DHA’dan Yusuf Çınar’ın haberiydi dün, Çorum İl Sağlık Müdürlüğü yetkilileri, kentte intihar olaylarının önüne geçmek, intihar vakalarını önlemede medyanın önemini hatırlatmak gibi amaçlarla basın mensuplarıyla bir araya gelmiş. Özellikle peş peşe intihar haberleri okuduğumuz şu dönemde gayet faydalı bir hizmet. En azından üzerine kafa yorulması bile iyi.
Burada devreye genelde “Niyet edeni kimse durduramaz efendim” peşin hükmü giriyor ama önlenebildiği vakalar olduğunu pekâlâ biliyoruz.

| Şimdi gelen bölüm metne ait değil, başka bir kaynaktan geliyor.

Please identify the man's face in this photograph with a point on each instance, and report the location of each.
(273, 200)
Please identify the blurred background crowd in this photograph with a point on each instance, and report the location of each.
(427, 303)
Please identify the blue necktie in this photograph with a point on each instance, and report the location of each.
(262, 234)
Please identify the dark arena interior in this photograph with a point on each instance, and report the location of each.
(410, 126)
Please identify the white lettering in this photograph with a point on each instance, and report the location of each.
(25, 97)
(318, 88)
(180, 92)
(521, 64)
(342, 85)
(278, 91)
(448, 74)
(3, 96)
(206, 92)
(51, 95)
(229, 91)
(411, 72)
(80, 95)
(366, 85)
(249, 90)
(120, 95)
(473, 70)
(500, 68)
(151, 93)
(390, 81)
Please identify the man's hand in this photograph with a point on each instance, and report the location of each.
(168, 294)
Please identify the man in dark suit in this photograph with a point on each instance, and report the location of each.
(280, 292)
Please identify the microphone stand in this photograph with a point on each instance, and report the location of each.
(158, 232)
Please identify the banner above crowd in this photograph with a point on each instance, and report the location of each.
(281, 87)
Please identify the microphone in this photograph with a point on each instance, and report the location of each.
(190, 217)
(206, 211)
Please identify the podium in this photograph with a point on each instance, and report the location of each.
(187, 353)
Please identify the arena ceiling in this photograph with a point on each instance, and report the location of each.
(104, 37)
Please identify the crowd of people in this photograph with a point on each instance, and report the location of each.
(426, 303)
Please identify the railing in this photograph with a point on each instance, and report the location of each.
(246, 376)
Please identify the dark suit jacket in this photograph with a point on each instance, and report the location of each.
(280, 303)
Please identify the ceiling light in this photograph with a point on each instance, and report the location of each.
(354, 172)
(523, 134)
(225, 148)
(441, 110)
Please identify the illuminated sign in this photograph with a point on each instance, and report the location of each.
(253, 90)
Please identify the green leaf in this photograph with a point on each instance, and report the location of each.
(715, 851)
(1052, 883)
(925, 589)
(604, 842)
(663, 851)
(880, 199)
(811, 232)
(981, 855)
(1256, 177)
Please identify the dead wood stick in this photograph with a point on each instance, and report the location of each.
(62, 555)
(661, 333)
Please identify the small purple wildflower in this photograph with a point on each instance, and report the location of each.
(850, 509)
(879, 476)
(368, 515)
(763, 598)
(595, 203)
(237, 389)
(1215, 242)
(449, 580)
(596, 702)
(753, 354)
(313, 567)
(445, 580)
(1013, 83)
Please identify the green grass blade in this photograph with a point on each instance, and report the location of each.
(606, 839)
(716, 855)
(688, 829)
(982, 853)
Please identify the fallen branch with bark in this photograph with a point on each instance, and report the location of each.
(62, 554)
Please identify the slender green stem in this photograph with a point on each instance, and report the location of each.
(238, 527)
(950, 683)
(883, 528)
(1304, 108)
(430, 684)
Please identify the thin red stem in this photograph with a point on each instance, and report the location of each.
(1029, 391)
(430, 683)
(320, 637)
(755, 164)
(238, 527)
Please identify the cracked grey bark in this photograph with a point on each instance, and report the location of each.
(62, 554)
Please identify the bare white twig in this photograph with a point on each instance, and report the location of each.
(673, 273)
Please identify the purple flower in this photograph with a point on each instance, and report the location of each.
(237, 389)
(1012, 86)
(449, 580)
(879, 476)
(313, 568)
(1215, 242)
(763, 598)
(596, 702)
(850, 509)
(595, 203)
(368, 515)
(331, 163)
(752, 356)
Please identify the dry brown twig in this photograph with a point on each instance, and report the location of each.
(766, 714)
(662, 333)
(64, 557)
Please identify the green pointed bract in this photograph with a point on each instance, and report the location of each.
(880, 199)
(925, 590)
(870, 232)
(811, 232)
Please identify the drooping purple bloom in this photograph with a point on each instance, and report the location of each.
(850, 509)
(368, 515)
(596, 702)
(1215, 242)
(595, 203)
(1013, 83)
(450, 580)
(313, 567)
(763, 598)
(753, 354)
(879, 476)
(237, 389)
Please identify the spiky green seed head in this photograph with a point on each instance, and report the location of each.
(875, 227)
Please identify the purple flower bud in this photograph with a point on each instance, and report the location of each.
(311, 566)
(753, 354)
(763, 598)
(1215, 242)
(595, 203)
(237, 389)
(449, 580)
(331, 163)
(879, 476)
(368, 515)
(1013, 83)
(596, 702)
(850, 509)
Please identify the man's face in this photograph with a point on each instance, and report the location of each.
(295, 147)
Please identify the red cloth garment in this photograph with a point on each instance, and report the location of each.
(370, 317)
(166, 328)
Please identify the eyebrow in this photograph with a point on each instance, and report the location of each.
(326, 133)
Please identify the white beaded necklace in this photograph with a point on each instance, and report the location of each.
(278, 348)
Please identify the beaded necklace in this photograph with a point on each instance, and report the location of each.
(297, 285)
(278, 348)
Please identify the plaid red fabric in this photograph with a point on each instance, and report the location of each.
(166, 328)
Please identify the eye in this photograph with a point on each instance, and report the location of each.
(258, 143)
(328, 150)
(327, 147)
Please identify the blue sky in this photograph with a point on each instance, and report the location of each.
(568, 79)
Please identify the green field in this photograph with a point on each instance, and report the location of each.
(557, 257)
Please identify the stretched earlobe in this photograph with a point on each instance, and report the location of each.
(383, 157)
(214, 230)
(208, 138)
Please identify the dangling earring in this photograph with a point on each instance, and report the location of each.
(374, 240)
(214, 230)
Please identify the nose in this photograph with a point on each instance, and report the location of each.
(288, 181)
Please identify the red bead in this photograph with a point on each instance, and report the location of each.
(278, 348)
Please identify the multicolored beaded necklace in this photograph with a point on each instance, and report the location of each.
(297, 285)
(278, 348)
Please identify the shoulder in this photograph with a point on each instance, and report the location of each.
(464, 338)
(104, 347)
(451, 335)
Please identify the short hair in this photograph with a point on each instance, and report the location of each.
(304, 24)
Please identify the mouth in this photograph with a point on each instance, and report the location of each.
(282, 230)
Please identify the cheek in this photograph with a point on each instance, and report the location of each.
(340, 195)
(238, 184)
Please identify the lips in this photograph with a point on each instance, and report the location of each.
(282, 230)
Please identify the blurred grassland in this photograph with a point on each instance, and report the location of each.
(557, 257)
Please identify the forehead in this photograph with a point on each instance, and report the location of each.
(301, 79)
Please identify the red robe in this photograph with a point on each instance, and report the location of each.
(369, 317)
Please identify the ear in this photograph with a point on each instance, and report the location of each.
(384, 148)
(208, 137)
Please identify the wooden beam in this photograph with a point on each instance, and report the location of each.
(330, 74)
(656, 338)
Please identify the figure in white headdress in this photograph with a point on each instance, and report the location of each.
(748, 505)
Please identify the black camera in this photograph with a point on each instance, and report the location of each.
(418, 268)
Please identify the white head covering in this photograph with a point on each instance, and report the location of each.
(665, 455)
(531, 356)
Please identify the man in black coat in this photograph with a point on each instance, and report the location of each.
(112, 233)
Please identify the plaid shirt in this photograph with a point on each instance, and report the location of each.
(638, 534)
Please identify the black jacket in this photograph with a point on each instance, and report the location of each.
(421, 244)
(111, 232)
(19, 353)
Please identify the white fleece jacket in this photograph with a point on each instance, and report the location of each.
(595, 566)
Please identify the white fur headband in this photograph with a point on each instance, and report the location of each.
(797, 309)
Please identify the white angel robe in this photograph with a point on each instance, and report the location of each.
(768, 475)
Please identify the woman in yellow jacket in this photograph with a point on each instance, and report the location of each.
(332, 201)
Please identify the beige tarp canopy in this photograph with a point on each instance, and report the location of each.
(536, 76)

Yeter ki bizler intiharı önleme girişimlerini kösteklemeyelim. Misal, bu amaçla kurulmuş telefon hatlarını kendi eğlence aracımız olarak kullanıp meşgul etmeyelim.
Saçma bir şey söylediğimin farkındayım, kim neden meşgul etsin telefon hattını değil mi normalde? Ama işte söz konusu sunumun en çarpıcı yanı, intihara niyetlenenlere yardımcı olmak niyetiyle kurulan 112 Acil Çağrı Merkezi’nin ne gibi amaçlarla kullanıldığını öğrenmek oldu.
Çorum İl Ambulans Servisi Başhekimi Dr. Esme Pehlivan anlatıyor, 2019 yılında toplam 276 bin 350 çağrı almış telefon hattı. Fena değil, numaranın insanlara ulaştığını gösteriyor. Gelgelelim bunun yüzde 80.7’si asılsız çağrı imiş. Yarısı dese razıyım, yanlışlık olmuştur, çoluk çocuk telefonu ele geçirmiştir, olabilir. Ama 80.7 nasıl bir oran?
Ne yapıyorlar durup dururken 112’yi arayıp derseniz onu da gerçek örneklerle anlatıyor. Telefonu çalışıyor mu diye denemek için arayanlar varmış, diyelim tamire verdi, 112’yi arayıp kontrol ediyor düzeldi mi diye. Sonra İntihar Önleme Hattı’na bakkal muamelesi yapıp “Bize gelirken bir ekmek alır mısınız?” diye sipariş verenler varmış. Ama en güzeli, canım sıkılıyor diye arayıp şarkı söyleyenler varmış. Bu sırada gerçekten canından vazgeçme aşamasına gelmiş, hayattan bunalan, son çare yardım isteyecek olan bir vatandaş varsa hattı meşgul buluyor, belki bu onun hayatına mal oluyor, ne gam. Biz çatıya çıkmış insanı “Atla atla” diye teşvik eden bir toplumuz, şarkımızdan mı feragat edeceğiz?
Gerçekten bu derece mutlu olduğumuzu, içimizde bastıramadığımız şarkılar uçuştuğunu öğrenmek bana pek iyi geldi. Tam tersini düşünüyordum. Daha bugün sosyal medyada düğünlerinde dans eden bir gelinle damadın videosunu paylaşanların öfkesi demek yalanmış. Eğlenen insana tahammülümüz yok zannetmiştim, o derece sinir olmuş görünüyorlardı kadınla adama, durduk yerde Twitter çalkalandı.
Demek sokaklarda gördüğümüz mutsuzluktan ölüyor gibi görünen suratlar da birer maske. Üzülüyordum ne kadar asık yüzlü, çatık kaşlıyız diye. Meğer içerde şarkı söylemek için fırsat kollayan, bu uğurda kendi dinleyicisini taştan çıkaran çocuk ruhlar yaşıyormuş. Keşke birbirimizle daha çok gülsek, söyleşsek, şarkı söyleyip dans etsek de de yalnızlıktan telefon hatlarına muhtaç olmasak.